Petróleo Irão e Iraque aumentam petróleo da OPEP

Irão e Iraque aumentam petróleo da OPEP

A produção da matéria-prima na Organização dos Países Exportadores de Petróleo (OPEP) voltou a crescer em Abril, com o aumento no Irão e Iraque a compensar a redução na Nigéria e Kuwait.
Irão e Iraque aumentam petróleo da OPEP
Bloomberg
Vera Ramalhete 13 de maio de 2016 às 15:19

Os acontecimentos inesperados na Nigéria e no Kuwait, com greves que pararam a produção de petróleo, impulsionaram os preços da matéria-prima nos mercados, em Abril. Mas, o Irão e o Iraque aumentaram a produção, compensando este recuo. A produção da Organização dos Países Exportadores de Petróleo (OPEP) aumentou em Abril, revela o relatório mensal publicado esta sexta-feira.

A produção da OPEP aumentou 188 mil barris por dia para 32,44 milhões de barris, indica o último relatório mensal da organização, antes da reunião de Junho. O Irão foi o que mais contribuiu, seguido pelo Iraque, que produziu mais 154 mil barris. A Arábia Saudita, o maior produtor do grupo, cortou ligeiramente a oferta.

A oferta no Irão, que está a retomar rapidamente os níveis anteriores às sanções internacionais, cresceu 6,2% (mais 198,2 mil barris diários), para 3,45 mil milhões de barris, de acordo com os dados compilados pelo secretariado da OPEP. O valor fornecido directamente pelo ministério do petróleo do Irão, liderado por  Bijan Namdar Zanganeh (na foto) não está disponível no relatório de Abril.  

O valor situa-se ligeiramente abaixo do cálculo da Agência Internacional de Energia (AIE), revelado esta quinta-feira. Segundo a AIE, o Irão produziu 3,56 milhões de barris por dia, em Abril, um máximo de Novembro de 2011, antes de a comunidade internacional reforçar as sanções.

Estratégia mantém-se inalterada

Ao contrário do que é habitual, a oferta situa-se 380 mil barris abaixo da procura estimada pela OPEP no terceiro trimestre. O que, juntamente com a manutenção das previsões para a oferta e procura global, é um indicador de que a organização irá manter a sua estratégia na próxima reunião, nota a Bloomberg.

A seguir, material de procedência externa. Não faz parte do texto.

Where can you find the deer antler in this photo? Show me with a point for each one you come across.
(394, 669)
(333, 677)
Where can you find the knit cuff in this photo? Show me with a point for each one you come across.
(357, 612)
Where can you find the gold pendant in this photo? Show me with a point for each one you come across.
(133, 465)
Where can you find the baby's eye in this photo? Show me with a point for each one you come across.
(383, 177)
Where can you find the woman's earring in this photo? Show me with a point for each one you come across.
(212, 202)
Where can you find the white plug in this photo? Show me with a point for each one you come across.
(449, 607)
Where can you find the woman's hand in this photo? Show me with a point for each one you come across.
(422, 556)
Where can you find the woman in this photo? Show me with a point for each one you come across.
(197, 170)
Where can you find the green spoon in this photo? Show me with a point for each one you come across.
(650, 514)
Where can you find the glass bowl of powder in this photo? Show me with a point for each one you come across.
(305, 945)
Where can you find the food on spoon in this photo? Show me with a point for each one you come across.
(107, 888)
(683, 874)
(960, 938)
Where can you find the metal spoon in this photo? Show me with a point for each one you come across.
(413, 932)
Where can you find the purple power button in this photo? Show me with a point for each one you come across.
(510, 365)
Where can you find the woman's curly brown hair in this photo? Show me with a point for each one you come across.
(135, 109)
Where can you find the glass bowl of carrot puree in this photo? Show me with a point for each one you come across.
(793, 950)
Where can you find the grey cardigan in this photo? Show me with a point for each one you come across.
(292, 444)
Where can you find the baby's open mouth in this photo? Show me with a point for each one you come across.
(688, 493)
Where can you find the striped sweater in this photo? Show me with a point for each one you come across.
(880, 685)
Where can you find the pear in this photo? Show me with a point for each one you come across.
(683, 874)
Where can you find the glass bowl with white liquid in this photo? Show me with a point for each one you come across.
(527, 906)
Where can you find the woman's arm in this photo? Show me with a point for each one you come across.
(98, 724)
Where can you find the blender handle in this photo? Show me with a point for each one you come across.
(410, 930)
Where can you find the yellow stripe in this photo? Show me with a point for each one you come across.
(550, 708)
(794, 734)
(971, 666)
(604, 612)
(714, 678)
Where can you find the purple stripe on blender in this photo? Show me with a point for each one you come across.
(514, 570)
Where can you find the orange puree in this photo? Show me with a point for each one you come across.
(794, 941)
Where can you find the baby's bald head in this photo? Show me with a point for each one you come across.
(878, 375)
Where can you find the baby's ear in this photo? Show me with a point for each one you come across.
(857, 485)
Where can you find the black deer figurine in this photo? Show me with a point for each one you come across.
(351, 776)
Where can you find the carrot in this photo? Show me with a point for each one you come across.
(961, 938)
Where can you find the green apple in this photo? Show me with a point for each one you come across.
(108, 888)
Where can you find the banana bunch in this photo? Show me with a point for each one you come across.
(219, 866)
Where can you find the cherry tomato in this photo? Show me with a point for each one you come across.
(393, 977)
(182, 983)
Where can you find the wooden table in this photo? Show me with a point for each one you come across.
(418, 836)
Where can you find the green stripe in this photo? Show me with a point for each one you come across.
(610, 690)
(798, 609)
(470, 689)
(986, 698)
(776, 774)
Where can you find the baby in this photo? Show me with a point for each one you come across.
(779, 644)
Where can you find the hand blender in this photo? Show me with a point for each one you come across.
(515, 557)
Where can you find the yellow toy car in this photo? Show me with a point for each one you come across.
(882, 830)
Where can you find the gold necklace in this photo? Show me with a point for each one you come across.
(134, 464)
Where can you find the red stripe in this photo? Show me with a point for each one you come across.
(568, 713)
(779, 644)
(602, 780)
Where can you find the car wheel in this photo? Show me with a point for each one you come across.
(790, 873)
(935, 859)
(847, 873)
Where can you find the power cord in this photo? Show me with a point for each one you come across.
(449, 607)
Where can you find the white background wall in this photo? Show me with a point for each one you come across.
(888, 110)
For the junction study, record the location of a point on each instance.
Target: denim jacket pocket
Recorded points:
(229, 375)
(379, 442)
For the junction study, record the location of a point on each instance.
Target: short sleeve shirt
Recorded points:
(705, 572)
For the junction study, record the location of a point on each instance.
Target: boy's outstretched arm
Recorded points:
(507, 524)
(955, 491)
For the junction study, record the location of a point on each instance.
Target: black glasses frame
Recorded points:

"Não devemos esperar qualquer acordo para congelar e muito menos para cortar a oferta porque a OPEP vê as coisas a melhorar", disse Torbjoern Kjus, analista do DNB ASA, à Bloomberg.

No relatório, a OPEP destaca que espera que o corte no investimento continue a reflectir-se na queda da produção fora do grupo. A oferta deverá recuar 740 mil barris por dia este ano, prevê o cartel, apontando que o recuo está a ocorrer não apenas nos EUA, mas também na China, México, Rússia e Malásia.

O petróleo segue a desvalorizar nos mercados internacionais, esta sexta-feira, após a publicação do relatório da OPEP. O Brent, negociado em Londres, que serve de referência para a Europa, desvaloriza 0,89% para 47,65 dólares por barril. O West Texas Intermediate cai 1,22% para 46,13 dólares por barril, em Nova Iorque.